Carrier Oils—Why You Need Them and How They Work

Carrier Oils—Why You Need Them and How They Work

So what is a carrier oil? Also known as a base oil, a carrier oil is a plant-derived oil that is used to carry essential oils and plant supplements like CBD.

Ever found yourself wondering about the term 'carrier oil' while browsing for skincare or wellness products? Well, you're not alone.

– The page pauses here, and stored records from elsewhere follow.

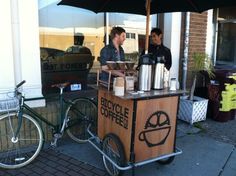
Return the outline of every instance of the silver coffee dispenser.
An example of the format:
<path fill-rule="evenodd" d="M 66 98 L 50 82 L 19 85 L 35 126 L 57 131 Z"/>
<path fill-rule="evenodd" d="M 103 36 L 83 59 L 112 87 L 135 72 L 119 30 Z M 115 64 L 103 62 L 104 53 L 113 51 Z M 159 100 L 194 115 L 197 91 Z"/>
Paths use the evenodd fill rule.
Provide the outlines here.
<path fill-rule="evenodd" d="M 153 89 L 164 89 L 164 62 L 164 56 L 156 57 Z"/>
<path fill-rule="evenodd" d="M 152 85 L 152 65 L 155 64 L 152 55 L 145 54 L 139 58 L 138 87 L 141 91 L 150 91 Z"/>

Carrier oils, also known as lipid oils, play a crucial role in skincare and medicinal blends, and yet they're often misunderstood.

While it’s easy to think that CBD oil is pure CBD, this is usually not the case. CBD is diluted in a carrier oil to enhance its bioavailability and fuel our endocannabinoid system.

These rich, fatty oils, which include everyday staples like olive, avocado, and coconut oil, are called 'carrier oils' because they 'carry' other ingredients and compounds. Whether you're creating an essential oil blend or a facial cream, it's the carrier oil that holds and delivers the other components safely.

However, the term 'carrier oil' is a bit of a misnomer, and it's important to know why. So let's delve deeper into what we call 'carrier oils', and why they're so much more than just vehicles for other ingredients.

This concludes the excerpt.